Last year Toyota bought a stake in Silicon Valley startup Tesla Motors and immediately announced a joint venture to produce the second-generation RAV4 EV. The re-incarnation of the RAV4 EV is a ‘no brainer’ for Toyota. The new vehicle will have the same luggage capacity and performance similar to the gas-powered version. The all-electric drive-train will be powered by inductive electric motors developed by Tesla. The Panasonic-developed lithium battery will be located underneath the vehicle so as to not interfere with cargo capacity, thereby lowering the center of gravity and improving the handling over the gas-driven RAV4. The RAV4 EV will have a range of 100 miles per charge and should be a big hit with drivers who require a more rugged vehicle with more cargo space.
At a recent dealer meeting held by Toyota in Las Vegas the company confirmed that the Prius v, c, the Plug-in Prius and the RAV 4 EV were all coming to dealerships next year. But, the confirmation that an electric Scion iQ was also on it’s way to US dealers next year was a bit of a surprise. The iQ is an electrified minicar with a range of 50 to 60 miles between charges. Like the RAV 4 EV, the Scion iQ’s batteries will be located underneath the vehicle for improved handling and so they will not interfere with the car’s 3+1 layout.
The rollout of all these new advanced technology vehicles next year realizes a large part of Toyota’s ambitious expansion of the ‘green car’ market. That’s just the start of it, next year Toyota will introduce an all-new 2012 Camry Hybrid that has been re-designed inside and out with improved technology, performance and a more refined ride.

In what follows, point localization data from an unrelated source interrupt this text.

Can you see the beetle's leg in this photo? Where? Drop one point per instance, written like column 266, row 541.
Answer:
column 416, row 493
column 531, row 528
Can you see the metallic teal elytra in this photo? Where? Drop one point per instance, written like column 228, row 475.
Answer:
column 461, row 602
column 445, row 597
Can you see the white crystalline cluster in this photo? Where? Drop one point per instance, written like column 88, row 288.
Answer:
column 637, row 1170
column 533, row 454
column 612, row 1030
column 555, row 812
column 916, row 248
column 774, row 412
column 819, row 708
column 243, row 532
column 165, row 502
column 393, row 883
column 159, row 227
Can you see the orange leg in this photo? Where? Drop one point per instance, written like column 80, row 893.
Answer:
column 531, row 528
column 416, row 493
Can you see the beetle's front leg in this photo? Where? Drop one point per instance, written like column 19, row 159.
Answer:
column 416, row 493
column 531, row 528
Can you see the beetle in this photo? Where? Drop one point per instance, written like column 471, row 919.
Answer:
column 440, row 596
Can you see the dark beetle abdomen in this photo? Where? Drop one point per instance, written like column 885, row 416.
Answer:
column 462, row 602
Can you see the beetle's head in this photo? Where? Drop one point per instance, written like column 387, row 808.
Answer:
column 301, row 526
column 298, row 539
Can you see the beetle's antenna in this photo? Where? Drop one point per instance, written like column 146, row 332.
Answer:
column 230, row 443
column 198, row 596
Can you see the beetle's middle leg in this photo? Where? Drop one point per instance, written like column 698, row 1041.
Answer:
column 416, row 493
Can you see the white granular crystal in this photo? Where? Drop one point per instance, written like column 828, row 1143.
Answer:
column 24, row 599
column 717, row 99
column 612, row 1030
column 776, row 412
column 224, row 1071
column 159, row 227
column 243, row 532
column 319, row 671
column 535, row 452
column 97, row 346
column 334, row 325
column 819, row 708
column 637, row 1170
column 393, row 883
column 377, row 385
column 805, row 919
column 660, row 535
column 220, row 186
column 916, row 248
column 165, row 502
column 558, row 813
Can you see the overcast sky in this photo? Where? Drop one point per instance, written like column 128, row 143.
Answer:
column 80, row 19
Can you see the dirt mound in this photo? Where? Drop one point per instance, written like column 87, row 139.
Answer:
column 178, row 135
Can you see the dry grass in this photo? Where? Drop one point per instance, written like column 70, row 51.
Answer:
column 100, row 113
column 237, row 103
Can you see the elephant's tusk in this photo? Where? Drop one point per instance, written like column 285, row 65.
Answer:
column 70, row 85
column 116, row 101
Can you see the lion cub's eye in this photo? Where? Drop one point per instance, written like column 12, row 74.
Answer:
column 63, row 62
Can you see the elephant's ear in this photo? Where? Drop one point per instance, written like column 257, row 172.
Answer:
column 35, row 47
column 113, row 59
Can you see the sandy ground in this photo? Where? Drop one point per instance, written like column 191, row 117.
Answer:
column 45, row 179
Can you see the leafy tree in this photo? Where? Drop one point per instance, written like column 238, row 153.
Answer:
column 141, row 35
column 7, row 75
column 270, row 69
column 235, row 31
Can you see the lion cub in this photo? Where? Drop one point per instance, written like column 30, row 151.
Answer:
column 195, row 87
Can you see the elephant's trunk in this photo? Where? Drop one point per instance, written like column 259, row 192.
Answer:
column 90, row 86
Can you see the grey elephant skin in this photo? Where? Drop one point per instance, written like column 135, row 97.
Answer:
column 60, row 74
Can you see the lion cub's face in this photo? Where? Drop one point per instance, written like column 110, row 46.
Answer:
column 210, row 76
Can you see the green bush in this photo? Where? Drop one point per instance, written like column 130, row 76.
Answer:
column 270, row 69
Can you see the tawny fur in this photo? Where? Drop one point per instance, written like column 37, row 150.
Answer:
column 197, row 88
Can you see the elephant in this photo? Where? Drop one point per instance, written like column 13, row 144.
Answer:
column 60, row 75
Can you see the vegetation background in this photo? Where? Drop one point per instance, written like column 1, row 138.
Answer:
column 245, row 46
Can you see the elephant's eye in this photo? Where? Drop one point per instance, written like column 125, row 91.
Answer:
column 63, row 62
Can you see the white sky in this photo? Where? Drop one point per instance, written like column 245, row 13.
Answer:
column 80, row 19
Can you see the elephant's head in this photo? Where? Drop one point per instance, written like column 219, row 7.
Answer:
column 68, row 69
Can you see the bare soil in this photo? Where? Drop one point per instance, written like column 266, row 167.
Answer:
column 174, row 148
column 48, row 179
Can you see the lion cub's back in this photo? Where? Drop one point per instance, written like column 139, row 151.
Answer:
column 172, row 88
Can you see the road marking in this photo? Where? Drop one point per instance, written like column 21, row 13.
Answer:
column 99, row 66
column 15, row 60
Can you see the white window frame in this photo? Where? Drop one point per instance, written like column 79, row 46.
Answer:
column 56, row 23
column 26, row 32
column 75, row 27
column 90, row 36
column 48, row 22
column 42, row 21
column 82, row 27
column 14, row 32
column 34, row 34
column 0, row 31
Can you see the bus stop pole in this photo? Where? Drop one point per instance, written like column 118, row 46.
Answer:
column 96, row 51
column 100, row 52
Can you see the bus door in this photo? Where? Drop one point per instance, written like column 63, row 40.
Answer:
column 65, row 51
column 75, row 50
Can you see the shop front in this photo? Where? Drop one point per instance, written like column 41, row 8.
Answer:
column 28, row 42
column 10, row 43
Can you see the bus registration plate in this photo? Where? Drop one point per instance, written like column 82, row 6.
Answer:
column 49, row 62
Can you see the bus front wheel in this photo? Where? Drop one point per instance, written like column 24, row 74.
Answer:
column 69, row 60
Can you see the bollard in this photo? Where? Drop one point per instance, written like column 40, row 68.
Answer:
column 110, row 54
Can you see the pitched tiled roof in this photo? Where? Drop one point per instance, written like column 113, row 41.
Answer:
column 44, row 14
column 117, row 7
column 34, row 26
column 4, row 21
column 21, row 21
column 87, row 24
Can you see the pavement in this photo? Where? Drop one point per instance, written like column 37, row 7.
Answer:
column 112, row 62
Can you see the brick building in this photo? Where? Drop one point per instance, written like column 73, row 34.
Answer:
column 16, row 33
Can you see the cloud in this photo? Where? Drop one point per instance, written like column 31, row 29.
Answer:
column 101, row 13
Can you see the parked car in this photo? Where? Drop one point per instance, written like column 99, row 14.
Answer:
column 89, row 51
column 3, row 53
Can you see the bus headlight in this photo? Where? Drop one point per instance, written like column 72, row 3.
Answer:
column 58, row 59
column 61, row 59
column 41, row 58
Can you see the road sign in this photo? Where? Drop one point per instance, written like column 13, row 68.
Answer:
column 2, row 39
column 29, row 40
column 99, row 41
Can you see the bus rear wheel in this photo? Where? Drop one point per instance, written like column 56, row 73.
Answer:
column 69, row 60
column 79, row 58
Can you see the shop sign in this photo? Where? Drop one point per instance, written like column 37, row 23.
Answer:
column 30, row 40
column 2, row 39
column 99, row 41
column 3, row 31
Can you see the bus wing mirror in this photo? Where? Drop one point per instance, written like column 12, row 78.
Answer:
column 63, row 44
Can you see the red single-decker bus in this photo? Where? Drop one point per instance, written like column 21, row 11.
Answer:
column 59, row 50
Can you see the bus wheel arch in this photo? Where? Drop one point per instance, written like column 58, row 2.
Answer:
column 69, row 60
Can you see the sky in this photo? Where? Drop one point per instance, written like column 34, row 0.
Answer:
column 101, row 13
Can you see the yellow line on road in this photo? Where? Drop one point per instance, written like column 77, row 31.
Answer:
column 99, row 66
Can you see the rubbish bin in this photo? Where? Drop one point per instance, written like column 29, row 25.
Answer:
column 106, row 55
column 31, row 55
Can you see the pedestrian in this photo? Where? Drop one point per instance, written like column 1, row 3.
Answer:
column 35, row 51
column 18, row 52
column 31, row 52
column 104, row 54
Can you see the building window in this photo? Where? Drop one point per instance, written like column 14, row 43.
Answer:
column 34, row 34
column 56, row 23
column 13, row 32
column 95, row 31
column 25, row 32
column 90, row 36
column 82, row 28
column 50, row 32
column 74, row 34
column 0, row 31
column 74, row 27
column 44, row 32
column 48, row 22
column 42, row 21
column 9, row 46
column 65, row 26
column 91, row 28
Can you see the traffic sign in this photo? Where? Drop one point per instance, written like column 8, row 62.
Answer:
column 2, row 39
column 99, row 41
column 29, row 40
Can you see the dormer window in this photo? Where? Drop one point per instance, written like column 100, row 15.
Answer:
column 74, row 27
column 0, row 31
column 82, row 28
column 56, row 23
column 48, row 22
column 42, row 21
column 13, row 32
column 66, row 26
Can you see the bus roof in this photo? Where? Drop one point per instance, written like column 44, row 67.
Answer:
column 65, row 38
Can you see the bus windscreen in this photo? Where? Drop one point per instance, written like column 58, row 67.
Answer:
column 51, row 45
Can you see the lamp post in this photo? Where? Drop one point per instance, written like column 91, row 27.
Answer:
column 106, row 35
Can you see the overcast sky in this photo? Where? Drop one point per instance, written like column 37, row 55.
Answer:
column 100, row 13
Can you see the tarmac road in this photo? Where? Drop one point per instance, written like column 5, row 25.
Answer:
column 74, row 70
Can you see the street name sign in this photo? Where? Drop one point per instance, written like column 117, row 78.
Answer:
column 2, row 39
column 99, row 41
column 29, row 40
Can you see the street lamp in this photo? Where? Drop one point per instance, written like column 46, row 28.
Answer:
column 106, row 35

Within the next few years Toyota is planning to launch a hybrid version of the Venza and quite likely a hybrid sports car. To celebrate the expansion of the Prius brand Toyota plans to launch the next-gen Prius sometime in 2014. Toyota is committed to putting a fuel cell vehicle on the road by 2015. Furthermore, the automaker is continuously researching next-generation batteries, as well as materials to help make vehicles lighter, safe, earth-friendly and more efficient. The company that revolutionized the auto market with the introduction of the Prius hybrid 14 years ago will continue to do the same with electrics, fuel cells and beyond.